Cette importance extrême de la confidentialité en matière amoureuse est fréquemment soulignée, y compris sur le mode ironique. Par exemple dans la
Carte de la cour (1663) de Guéret [déplier] « Après donc
que vous aurez traversé heureusement le Détroit de Rivaux, vous vous irez
reposer au Port de Secret, où vous attendrez la récompense que vous vous serez
proposée. [...] Il est si bien clos de toutes parts que le vent n’y entre
jamais. Ses eaux y sont si bien d’accord avec elles-mêmes qu’elles ne
s’entrechoquent point et leur course est si lente et si tardive qu’on dirait
qu’elles appréhendent de faire du bruit. L’air y est toujours couvert de nuages,
de sorte que pour faire une juste comparaison de ce port, on peut dire qu’il
ressemble à ces antres noirs où le soleil ne porte qu’à peine la pointe de ses
rayons. On y remarque tout à l’entrée une ancienne statue du Dieu du Silence,
pour avertir qu’on y doit recevoir personne qui n’ait prêté le serment de ne
point parler, si ce n’est quelquefois tout bas et à l’oreille, et l’on y observe
si religieusement cette coutume qu’on y permet point l’entrée aux femmes,
qu’elles n’aient donné de preuves authentiques de leur retenue.[...] Que si par
une précipitation déréglée vous quittiez ce port sans emporter autre chose qu’un
vain espoir, je vous avertis que vous tomberez dans l’Ecueil de Confiance, qui
est tout proche, d’où vous ne pourrez jamais vous relever »
(p.
89-92).
dans L’Ecole des femmes (1662) de Molière [déplier] "Voilà de nos Français l'ordinaire défaut :
Dans la possession
d'une bonne fortune,
Le secret est toujours ce qui les importune ;
Et
la vanité sotte a pour eux tant d'appas,
Qu'ils se pendraient plutôt que de
ne causer pas."
(III, 3, v. 835-839)
Mais le secret a également son importance dans les affaires de l’Etat.

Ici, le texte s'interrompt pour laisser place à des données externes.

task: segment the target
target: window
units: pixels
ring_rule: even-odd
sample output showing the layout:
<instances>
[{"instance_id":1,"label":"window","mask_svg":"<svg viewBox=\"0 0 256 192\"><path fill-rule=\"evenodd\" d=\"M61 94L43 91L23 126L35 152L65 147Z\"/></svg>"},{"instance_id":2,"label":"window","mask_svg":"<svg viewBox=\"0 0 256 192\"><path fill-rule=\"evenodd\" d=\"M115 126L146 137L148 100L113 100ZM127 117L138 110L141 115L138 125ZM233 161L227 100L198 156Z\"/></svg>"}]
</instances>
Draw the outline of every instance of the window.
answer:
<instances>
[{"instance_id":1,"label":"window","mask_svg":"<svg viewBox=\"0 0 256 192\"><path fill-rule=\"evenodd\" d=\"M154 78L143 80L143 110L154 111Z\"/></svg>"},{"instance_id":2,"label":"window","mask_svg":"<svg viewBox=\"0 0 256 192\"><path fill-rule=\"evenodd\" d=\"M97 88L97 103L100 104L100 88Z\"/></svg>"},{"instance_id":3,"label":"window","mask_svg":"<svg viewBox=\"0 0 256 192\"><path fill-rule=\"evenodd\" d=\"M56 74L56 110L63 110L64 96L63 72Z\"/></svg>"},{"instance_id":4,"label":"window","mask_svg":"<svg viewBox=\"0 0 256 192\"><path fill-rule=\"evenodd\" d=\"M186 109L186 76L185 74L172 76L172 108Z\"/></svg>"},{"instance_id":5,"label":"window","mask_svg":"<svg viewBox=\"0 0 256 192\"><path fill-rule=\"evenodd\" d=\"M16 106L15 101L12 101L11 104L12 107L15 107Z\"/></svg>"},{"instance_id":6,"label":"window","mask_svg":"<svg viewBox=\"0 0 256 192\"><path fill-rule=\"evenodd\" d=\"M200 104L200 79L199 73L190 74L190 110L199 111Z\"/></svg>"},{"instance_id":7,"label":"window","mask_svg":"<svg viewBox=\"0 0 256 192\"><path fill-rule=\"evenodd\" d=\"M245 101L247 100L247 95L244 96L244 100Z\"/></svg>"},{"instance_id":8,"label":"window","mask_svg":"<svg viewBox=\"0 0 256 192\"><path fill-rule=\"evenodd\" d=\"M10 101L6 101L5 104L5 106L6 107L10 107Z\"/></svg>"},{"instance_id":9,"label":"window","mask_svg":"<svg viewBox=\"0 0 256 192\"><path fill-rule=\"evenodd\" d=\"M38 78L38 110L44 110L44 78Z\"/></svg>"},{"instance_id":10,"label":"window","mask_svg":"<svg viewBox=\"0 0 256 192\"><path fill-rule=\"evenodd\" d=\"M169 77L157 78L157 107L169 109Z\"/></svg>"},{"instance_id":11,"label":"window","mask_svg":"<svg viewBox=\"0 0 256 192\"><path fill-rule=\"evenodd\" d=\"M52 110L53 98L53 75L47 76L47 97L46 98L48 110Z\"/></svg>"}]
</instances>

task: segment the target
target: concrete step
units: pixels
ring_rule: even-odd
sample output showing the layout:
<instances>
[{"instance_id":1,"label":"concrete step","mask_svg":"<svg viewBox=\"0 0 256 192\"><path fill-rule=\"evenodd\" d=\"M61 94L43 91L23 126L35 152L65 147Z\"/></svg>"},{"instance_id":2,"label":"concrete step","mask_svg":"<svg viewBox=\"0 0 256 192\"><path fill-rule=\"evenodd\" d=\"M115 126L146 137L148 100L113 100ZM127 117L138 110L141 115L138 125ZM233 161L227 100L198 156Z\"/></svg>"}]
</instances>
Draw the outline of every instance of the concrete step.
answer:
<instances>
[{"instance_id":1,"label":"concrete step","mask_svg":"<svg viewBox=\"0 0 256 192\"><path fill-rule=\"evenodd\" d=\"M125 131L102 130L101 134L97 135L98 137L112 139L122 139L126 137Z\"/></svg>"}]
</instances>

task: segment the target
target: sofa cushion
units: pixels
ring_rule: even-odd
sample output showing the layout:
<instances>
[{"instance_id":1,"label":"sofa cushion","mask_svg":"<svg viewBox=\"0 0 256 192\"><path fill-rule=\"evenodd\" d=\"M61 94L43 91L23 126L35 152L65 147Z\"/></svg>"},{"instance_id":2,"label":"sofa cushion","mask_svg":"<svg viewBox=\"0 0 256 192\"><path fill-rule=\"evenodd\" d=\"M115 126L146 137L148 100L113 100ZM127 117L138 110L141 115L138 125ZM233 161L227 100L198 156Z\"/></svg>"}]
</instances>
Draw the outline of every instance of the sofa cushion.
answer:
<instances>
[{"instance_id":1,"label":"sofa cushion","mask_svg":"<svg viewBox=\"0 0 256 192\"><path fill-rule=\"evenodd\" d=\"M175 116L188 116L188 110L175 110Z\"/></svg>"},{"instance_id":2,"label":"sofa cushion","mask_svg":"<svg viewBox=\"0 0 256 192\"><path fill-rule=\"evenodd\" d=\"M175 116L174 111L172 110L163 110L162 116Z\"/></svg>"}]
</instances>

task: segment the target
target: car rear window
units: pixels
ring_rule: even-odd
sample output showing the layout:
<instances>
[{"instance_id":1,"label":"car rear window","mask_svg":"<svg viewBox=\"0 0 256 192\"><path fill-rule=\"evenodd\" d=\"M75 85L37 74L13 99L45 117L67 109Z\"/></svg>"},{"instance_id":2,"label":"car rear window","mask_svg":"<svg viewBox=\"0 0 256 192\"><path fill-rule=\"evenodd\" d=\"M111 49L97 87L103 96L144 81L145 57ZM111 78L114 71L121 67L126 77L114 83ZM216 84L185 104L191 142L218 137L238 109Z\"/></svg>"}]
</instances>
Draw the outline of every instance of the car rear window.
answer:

Bouhours, dans un entretien consacré à cette question (Entretiens d’Ariste et d’Eugène, 1671), insiste sur la nécessité, chez les généraux et les princes, de ne rien laisser filtrer des « secrets du cabinet ». Un secret partagé, dans ce milieu, crée une sorte de “cercle de pouvoir”. Accéder à de telles informations constitue dès lors, pour un nouvelliste d’Etat comme le Lisimon du tome II des Nouvelles Nouvelles, la convoitise suprême.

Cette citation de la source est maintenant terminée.